The United States has already provided seven large 3D printers to Kyiv among a slew of other military assistance, according to U.S. Undersecretary of Defense for Acquisition and Sustainment William LaPlante.

“Logistics really matters, sustaining really matters. And we are doing that right now with Ukrainians and learning a lot. Because it’s interesting what you have to do when you can’t send your own U.S. citizens into the country to keep the equipment going. We have to do it by tele-maintenance, we have to do it other ways. And of course, Ukrainians are going wild on advanced manufacturing, whether it’s additive or subtractive manufacturing. We’ve given them … seven industrial-size 3D printers,” he said Wednesday during remarks at the ComDef 2023 conference in Arlington, Virginia.

LaPlante has previously said the systems are about the size of a U-Haul truck.
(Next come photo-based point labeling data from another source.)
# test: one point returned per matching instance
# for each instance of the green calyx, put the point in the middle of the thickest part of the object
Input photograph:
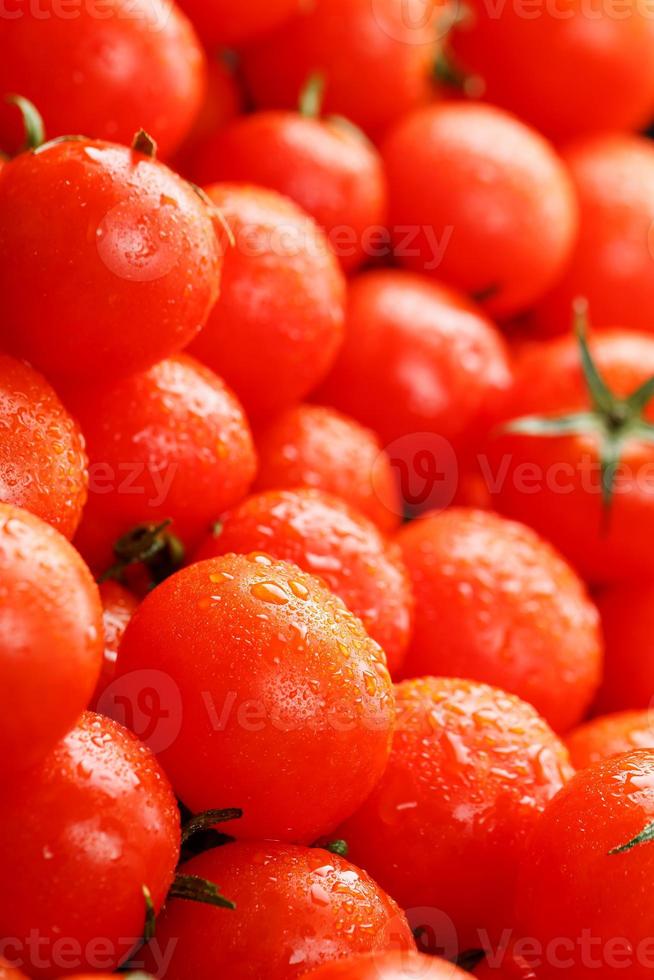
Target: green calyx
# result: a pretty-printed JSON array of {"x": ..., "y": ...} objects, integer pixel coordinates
[{"x": 612, "y": 420}]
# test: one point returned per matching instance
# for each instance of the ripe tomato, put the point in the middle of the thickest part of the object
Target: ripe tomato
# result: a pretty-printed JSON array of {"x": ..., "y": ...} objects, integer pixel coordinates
[
  {"x": 265, "y": 663},
  {"x": 627, "y": 612},
  {"x": 470, "y": 771},
  {"x": 583, "y": 876},
  {"x": 228, "y": 22},
  {"x": 326, "y": 537},
  {"x": 377, "y": 58},
  {"x": 50, "y": 637},
  {"x": 80, "y": 835},
  {"x": 122, "y": 65},
  {"x": 611, "y": 735},
  {"x": 315, "y": 446},
  {"x": 611, "y": 262},
  {"x": 418, "y": 361},
  {"x": 325, "y": 166},
  {"x": 496, "y": 603},
  {"x": 388, "y": 966},
  {"x": 481, "y": 201},
  {"x": 278, "y": 324},
  {"x": 118, "y": 607},
  {"x": 42, "y": 459},
  {"x": 296, "y": 907},
  {"x": 172, "y": 442},
  {"x": 136, "y": 236},
  {"x": 582, "y": 67},
  {"x": 554, "y": 481}
]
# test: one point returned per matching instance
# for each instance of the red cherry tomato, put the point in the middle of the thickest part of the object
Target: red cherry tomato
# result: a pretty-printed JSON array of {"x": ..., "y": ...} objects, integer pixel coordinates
[
  {"x": 582, "y": 67},
  {"x": 627, "y": 612},
  {"x": 425, "y": 369},
  {"x": 278, "y": 324},
  {"x": 118, "y": 605},
  {"x": 135, "y": 236},
  {"x": 611, "y": 262},
  {"x": 480, "y": 201},
  {"x": 377, "y": 58},
  {"x": 296, "y": 907},
  {"x": 122, "y": 65},
  {"x": 42, "y": 459},
  {"x": 580, "y": 895},
  {"x": 554, "y": 483},
  {"x": 496, "y": 603},
  {"x": 610, "y": 735},
  {"x": 80, "y": 835},
  {"x": 50, "y": 637},
  {"x": 171, "y": 443},
  {"x": 326, "y": 537},
  {"x": 228, "y": 22},
  {"x": 265, "y": 663},
  {"x": 388, "y": 966},
  {"x": 470, "y": 771},
  {"x": 314, "y": 446},
  {"x": 325, "y": 166}
]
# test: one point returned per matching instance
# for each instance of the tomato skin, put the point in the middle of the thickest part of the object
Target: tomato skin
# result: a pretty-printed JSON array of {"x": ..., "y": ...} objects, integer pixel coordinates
[
  {"x": 582, "y": 67},
  {"x": 50, "y": 637},
  {"x": 611, "y": 261},
  {"x": 496, "y": 603},
  {"x": 553, "y": 484},
  {"x": 135, "y": 234},
  {"x": 282, "y": 295},
  {"x": 133, "y": 64},
  {"x": 509, "y": 235},
  {"x": 609, "y": 736},
  {"x": 172, "y": 442},
  {"x": 326, "y": 537},
  {"x": 319, "y": 447},
  {"x": 418, "y": 358},
  {"x": 80, "y": 835},
  {"x": 471, "y": 769},
  {"x": 574, "y": 897},
  {"x": 289, "y": 903},
  {"x": 226, "y": 22},
  {"x": 388, "y": 966},
  {"x": 326, "y": 167},
  {"x": 378, "y": 59},
  {"x": 42, "y": 458},
  {"x": 266, "y": 663},
  {"x": 627, "y": 612}
]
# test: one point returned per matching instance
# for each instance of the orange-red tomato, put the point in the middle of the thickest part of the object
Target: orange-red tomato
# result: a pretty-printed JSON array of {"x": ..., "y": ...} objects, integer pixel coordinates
[
  {"x": 325, "y": 166},
  {"x": 377, "y": 58},
  {"x": 581, "y": 887},
  {"x": 611, "y": 262},
  {"x": 570, "y": 68},
  {"x": 278, "y": 324},
  {"x": 470, "y": 772},
  {"x": 50, "y": 637},
  {"x": 315, "y": 446},
  {"x": 326, "y": 537},
  {"x": 118, "y": 239},
  {"x": 496, "y": 603},
  {"x": 610, "y": 735},
  {"x": 627, "y": 612},
  {"x": 250, "y": 660},
  {"x": 122, "y": 65},
  {"x": 554, "y": 483},
  {"x": 171, "y": 443},
  {"x": 42, "y": 459},
  {"x": 480, "y": 201},
  {"x": 296, "y": 907}
]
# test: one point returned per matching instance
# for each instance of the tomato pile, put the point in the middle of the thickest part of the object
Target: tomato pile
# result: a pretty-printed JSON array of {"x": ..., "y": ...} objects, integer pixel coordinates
[{"x": 326, "y": 489}]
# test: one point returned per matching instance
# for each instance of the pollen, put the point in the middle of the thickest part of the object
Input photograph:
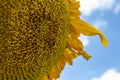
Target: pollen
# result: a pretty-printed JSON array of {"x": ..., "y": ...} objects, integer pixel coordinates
[{"x": 38, "y": 37}]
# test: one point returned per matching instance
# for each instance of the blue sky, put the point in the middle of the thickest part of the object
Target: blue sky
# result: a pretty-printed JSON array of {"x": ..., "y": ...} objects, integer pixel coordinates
[{"x": 105, "y": 62}]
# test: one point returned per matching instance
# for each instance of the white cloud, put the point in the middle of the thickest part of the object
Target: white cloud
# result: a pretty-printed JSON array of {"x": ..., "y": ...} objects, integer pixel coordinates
[
  {"x": 89, "y": 6},
  {"x": 110, "y": 74},
  {"x": 117, "y": 9},
  {"x": 100, "y": 23},
  {"x": 84, "y": 40}
]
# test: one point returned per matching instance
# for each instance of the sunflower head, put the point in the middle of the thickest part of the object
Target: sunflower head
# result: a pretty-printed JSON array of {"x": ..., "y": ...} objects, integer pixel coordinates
[{"x": 37, "y": 38}]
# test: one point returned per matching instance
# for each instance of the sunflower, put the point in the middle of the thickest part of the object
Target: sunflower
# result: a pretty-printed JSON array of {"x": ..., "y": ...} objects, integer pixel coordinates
[{"x": 38, "y": 37}]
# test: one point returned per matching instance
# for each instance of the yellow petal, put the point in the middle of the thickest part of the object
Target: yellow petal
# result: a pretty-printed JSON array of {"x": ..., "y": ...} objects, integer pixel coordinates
[
  {"x": 89, "y": 30},
  {"x": 84, "y": 54}
]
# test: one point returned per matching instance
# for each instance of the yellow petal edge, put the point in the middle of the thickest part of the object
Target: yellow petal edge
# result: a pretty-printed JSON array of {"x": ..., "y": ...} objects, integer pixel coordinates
[{"x": 74, "y": 46}]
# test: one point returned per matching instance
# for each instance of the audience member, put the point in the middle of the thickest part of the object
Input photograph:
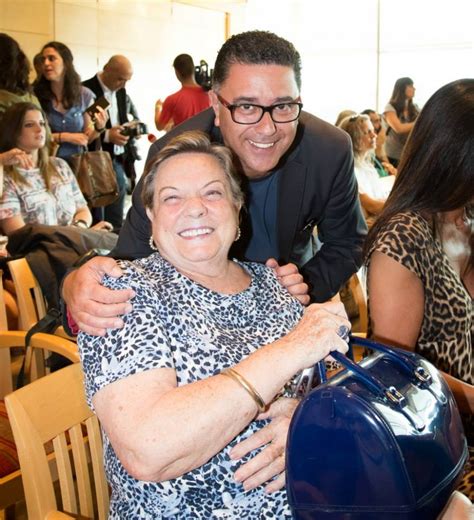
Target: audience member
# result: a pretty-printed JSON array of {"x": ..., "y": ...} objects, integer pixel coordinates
[
  {"x": 37, "y": 189},
  {"x": 342, "y": 115},
  {"x": 299, "y": 176},
  {"x": 64, "y": 101},
  {"x": 400, "y": 114},
  {"x": 14, "y": 71},
  {"x": 215, "y": 355},
  {"x": 110, "y": 83},
  {"x": 373, "y": 189},
  {"x": 417, "y": 300},
  {"x": 188, "y": 101}
]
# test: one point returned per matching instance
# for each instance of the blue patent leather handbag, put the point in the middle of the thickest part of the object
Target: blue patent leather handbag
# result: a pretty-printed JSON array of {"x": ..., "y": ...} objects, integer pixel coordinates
[{"x": 381, "y": 440}]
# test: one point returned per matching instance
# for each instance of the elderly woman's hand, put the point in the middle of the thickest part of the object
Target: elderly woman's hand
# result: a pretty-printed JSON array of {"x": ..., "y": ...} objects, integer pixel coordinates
[
  {"x": 291, "y": 279},
  {"x": 269, "y": 464},
  {"x": 100, "y": 119}
]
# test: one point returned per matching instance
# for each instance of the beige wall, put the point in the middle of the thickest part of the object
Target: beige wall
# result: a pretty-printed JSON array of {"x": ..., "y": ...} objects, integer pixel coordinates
[{"x": 149, "y": 32}]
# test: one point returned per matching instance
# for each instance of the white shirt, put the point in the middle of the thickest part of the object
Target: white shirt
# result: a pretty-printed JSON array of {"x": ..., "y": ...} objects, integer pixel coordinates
[
  {"x": 370, "y": 183},
  {"x": 113, "y": 113}
]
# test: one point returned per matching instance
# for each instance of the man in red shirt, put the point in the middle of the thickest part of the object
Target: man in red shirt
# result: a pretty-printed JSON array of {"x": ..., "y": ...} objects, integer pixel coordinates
[{"x": 185, "y": 103}]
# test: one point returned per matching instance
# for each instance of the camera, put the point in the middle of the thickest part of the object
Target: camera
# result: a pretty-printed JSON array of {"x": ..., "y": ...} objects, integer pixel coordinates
[
  {"x": 203, "y": 75},
  {"x": 134, "y": 129}
]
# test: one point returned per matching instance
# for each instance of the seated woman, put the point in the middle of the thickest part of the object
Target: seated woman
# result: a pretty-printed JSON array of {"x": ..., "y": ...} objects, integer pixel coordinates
[
  {"x": 400, "y": 114},
  {"x": 373, "y": 189},
  {"x": 14, "y": 71},
  {"x": 37, "y": 189},
  {"x": 188, "y": 391},
  {"x": 418, "y": 298}
]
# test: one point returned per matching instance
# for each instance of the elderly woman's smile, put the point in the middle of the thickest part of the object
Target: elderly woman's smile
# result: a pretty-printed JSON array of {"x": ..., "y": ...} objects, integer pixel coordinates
[{"x": 194, "y": 217}]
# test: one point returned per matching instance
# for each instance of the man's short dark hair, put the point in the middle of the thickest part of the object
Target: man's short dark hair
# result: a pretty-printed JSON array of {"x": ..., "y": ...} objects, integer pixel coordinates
[
  {"x": 256, "y": 48},
  {"x": 184, "y": 65}
]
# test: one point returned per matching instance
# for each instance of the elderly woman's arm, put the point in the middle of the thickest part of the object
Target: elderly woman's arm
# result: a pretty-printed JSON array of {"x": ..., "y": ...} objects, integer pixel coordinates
[
  {"x": 161, "y": 431},
  {"x": 395, "y": 124}
]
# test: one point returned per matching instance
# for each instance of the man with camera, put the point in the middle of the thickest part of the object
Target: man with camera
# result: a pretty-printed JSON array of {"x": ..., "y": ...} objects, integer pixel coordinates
[
  {"x": 188, "y": 101},
  {"x": 118, "y": 138}
]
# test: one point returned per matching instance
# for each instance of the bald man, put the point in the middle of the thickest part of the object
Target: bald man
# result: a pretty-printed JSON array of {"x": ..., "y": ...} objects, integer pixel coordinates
[{"x": 110, "y": 83}]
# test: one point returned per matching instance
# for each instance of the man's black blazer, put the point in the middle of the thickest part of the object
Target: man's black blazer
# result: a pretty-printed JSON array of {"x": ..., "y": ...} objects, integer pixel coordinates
[
  {"x": 124, "y": 105},
  {"x": 317, "y": 190}
]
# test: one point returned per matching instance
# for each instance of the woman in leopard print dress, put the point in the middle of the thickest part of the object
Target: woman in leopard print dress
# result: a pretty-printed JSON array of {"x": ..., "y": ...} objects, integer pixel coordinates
[
  {"x": 209, "y": 343},
  {"x": 420, "y": 297}
]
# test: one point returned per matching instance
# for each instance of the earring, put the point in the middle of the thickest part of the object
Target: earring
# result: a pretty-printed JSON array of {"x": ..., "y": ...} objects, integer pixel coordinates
[
  {"x": 151, "y": 242},
  {"x": 238, "y": 235}
]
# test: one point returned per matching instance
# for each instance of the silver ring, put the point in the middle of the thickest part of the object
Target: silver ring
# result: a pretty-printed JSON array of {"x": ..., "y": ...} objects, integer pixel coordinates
[{"x": 343, "y": 332}]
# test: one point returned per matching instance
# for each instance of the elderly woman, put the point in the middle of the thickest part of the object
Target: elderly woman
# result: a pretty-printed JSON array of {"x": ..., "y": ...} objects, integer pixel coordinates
[
  {"x": 36, "y": 188},
  {"x": 373, "y": 188},
  {"x": 420, "y": 250},
  {"x": 187, "y": 391}
]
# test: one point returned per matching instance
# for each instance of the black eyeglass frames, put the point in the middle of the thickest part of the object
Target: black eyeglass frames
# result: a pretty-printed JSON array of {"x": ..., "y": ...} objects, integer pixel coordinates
[{"x": 249, "y": 113}]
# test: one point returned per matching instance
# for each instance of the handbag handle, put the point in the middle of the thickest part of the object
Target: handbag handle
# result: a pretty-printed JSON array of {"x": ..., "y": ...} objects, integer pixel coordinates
[{"x": 402, "y": 359}]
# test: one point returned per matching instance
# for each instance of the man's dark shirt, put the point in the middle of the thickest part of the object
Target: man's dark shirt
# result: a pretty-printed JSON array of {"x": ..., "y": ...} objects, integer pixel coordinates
[{"x": 317, "y": 189}]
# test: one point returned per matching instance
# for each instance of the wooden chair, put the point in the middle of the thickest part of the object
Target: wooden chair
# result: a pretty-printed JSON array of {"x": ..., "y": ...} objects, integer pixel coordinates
[
  {"x": 357, "y": 288},
  {"x": 11, "y": 487},
  {"x": 47, "y": 410},
  {"x": 31, "y": 302}
]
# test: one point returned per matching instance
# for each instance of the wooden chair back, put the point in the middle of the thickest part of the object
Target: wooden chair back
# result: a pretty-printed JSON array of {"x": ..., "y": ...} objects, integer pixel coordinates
[
  {"x": 5, "y": 359},
  {"x": 31, "y": 304},
  {"x": 54, "y": 408},
  {"x": 11, "y": 487}
]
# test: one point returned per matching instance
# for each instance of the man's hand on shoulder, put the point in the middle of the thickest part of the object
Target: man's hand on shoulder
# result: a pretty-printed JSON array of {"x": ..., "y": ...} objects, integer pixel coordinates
[
  {"x": 93, "y": 307},
  {"x": 291, "y": 279}
]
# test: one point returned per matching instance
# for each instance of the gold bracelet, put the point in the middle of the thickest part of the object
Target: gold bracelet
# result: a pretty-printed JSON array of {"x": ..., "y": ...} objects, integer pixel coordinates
[{"x": 233, "y": 374}]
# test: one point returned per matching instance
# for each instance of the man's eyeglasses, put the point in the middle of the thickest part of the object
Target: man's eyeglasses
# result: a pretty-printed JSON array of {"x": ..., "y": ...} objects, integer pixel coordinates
[{"x": 249, "y": 114}]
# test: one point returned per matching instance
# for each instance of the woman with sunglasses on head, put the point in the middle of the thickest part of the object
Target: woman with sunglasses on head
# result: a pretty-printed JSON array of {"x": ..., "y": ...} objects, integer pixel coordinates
[
  {"x": 400, "y": 114},
  {"x": 64, "y": 101},
  {"x": 37, "y": 189}
]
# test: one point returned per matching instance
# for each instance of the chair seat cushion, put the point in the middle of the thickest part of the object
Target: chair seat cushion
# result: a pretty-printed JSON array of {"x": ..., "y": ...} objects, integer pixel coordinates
[{"x": 8, "y": 454}]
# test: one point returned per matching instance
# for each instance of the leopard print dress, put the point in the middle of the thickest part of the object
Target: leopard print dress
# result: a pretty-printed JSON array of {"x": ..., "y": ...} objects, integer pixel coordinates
[
  {"x": 448, "y": 325},
  {"x": 177, "y": 323}
]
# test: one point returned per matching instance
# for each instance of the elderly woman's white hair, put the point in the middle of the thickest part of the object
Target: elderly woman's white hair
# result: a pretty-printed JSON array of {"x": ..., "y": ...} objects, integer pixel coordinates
[{"x": 192, "y": 142}]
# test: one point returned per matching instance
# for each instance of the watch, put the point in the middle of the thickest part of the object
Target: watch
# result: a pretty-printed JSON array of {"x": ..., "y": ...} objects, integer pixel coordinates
[{"x": 80, "y": 223}]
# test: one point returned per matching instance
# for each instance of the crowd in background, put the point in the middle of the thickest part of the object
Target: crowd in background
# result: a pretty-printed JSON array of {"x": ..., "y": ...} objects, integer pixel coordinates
[{"x": 413, "y": 179}]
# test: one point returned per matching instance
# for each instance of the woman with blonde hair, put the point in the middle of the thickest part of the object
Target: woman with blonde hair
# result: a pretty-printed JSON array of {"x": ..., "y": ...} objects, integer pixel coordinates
[{"x": 373, "y": 189}]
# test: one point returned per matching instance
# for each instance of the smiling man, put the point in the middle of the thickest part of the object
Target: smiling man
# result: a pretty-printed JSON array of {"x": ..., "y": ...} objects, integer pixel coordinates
[{"x": 298, "y": 176}]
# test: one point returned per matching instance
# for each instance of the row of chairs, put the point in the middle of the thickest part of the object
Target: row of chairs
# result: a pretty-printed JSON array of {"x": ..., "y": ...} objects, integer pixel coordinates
[{"x": 49, "y": 412}]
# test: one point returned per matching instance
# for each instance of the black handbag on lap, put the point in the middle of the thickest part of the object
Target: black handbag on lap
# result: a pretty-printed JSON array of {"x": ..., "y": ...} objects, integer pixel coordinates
[
  {"x": 96, "y": 177},
  {"x": 381, "y": 440}
]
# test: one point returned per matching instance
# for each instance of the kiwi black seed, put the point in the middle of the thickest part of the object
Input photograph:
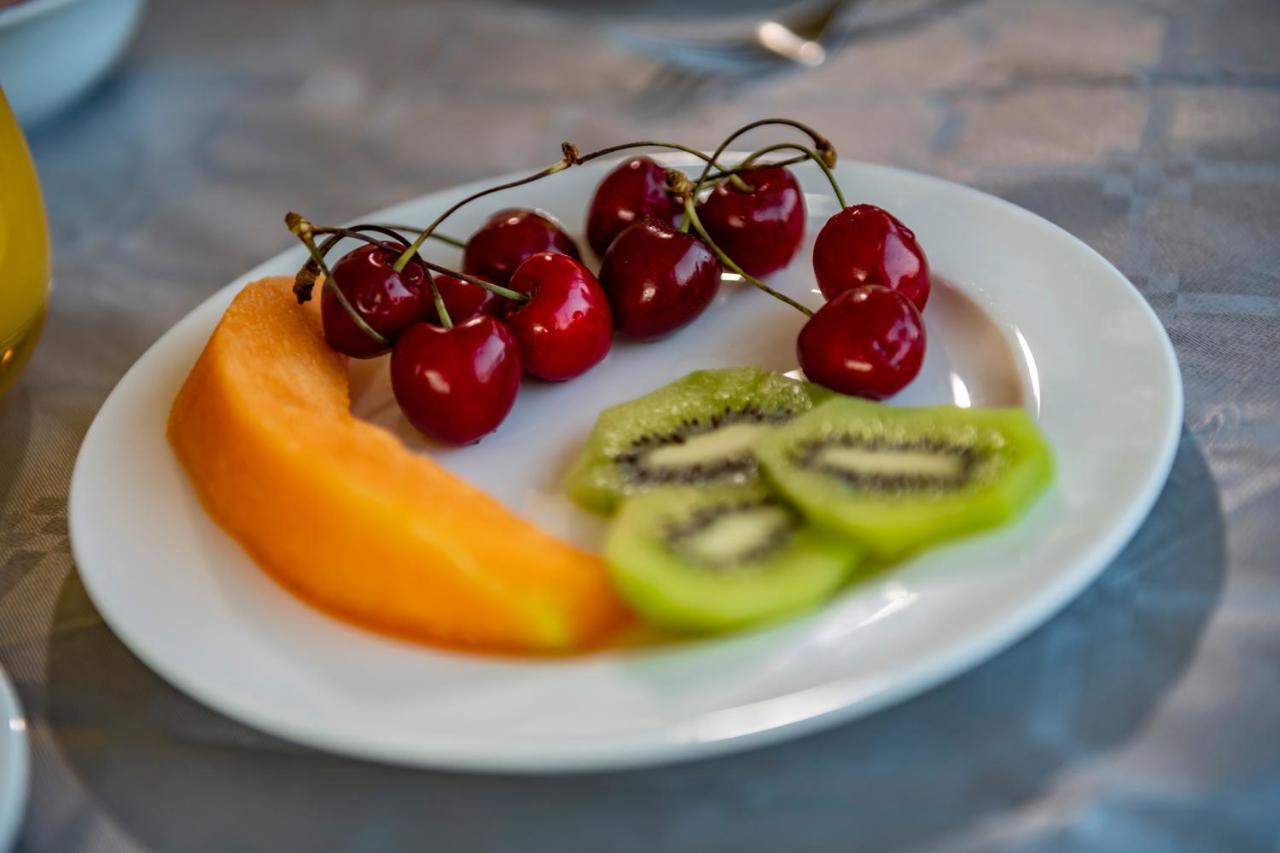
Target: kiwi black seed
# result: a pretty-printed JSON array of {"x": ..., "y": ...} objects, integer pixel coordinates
[
  {"x": 899, "y": 479},
  {"x": 696, "y": 430},
  {"x": 717, "y": 559}
]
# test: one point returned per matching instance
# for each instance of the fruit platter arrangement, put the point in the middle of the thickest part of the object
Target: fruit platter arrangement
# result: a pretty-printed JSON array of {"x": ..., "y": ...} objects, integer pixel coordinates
[{"x": 735, "y": 496}]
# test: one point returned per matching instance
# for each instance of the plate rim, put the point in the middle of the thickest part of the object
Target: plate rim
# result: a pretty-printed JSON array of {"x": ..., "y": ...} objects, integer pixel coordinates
[
  {"x": 826, "y": 705},
  {"x": 16, "y": 770}
]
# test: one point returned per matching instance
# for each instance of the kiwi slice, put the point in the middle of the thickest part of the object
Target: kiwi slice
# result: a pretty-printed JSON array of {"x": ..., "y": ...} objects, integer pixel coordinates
[
  {"x": 897, "y": 479},
  {"x": 722, "y": 557},
  {"x": 696, "y": 430}
]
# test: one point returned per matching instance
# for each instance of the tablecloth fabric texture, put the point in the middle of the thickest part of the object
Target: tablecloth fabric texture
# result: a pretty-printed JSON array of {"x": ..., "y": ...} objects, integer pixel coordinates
[{"x": 1142, "y": 717}]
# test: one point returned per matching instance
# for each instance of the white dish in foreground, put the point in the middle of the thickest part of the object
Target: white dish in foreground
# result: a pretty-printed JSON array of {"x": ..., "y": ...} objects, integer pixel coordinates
[
  {"x": 14, "y": 763},
  {"x": 1027, "y": 313}
]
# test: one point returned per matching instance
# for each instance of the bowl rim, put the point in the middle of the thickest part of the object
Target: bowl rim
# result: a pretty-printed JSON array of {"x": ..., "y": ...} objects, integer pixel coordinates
[{"x": 27, "y": 9}]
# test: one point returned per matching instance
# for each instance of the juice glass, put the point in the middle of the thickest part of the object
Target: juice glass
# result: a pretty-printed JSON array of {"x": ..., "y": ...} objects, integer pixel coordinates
[{"x": 23, "y": 250}]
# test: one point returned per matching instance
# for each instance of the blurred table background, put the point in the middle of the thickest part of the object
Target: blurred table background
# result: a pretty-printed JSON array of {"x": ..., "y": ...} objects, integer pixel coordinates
[{"x": 1142, "y": 717}]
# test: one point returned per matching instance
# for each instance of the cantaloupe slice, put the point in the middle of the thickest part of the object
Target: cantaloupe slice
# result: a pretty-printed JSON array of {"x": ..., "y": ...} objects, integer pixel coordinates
[{"x": 351, "y": 520}]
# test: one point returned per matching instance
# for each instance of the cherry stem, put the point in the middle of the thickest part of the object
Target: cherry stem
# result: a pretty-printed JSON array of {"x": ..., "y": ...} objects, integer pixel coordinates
[
  {"x": 338, "y": 233},
  {"x": 440, "y": 310},
  {"x": 570, "y": 158},
  {"x": 675, "y": 146},
  {"x": 435, "y": 235},
  {"x": 808, "y": 154},
  {"x": 506, "y": 292},
  {"x": 740, "y": 168},
  {"x": 819, "y": 142},
  {"x": 691, "y": 217},
  {"x": 304, "y": 231}
]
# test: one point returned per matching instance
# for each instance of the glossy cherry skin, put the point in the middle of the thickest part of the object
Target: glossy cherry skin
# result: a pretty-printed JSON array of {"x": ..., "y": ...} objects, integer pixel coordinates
[
  {"x": 388, "y": 301},
  {"x": 867, "y": 245},
  {"x": 658, "y": 279},
  {"x": 566, "y": 327},
  {"x": 456, "y": 384},
  {"x": 510, "y": 237},
  {"x": 634, "y": 191},
  {"x": 759, "y": 229},
  {"x": 462, "y": 300},
  {"x": 868, "y": 341}
]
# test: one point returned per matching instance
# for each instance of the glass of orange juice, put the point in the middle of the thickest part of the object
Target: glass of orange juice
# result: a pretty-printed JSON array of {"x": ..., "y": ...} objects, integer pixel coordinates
[{"x": 23, "y": 250}]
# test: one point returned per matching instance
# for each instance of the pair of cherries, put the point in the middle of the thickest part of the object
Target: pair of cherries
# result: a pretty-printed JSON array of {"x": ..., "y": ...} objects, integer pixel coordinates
[
  {"x": 457, "y": 379},
  {"x": 867, "y": 340}
]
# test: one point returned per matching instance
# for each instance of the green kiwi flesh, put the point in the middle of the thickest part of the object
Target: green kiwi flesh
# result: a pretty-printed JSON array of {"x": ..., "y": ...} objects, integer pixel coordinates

“We’re not talking boutique little 3D printers. We’re talking gigantic industrial-size 3D printers and the technical data packages — which is the intellectual property, the detailed designs for them to print stuff. So, we’re learning so much and we also will have to think about it when we design and develop our systems,” he said at ComDef.

The seven systems that the U.S. is providing through its Ukraine Security Assistance Initiative funding are WarpSPEE3D printers manufactured by SPEE3D, which has its global headquarters in Australia and additional locations in the United States and Europe, according to the company.


The technology can build parts that weigh up to 40 kilograms and with a diameter of up to 1 meter by 700 millimeters high, according to a production description.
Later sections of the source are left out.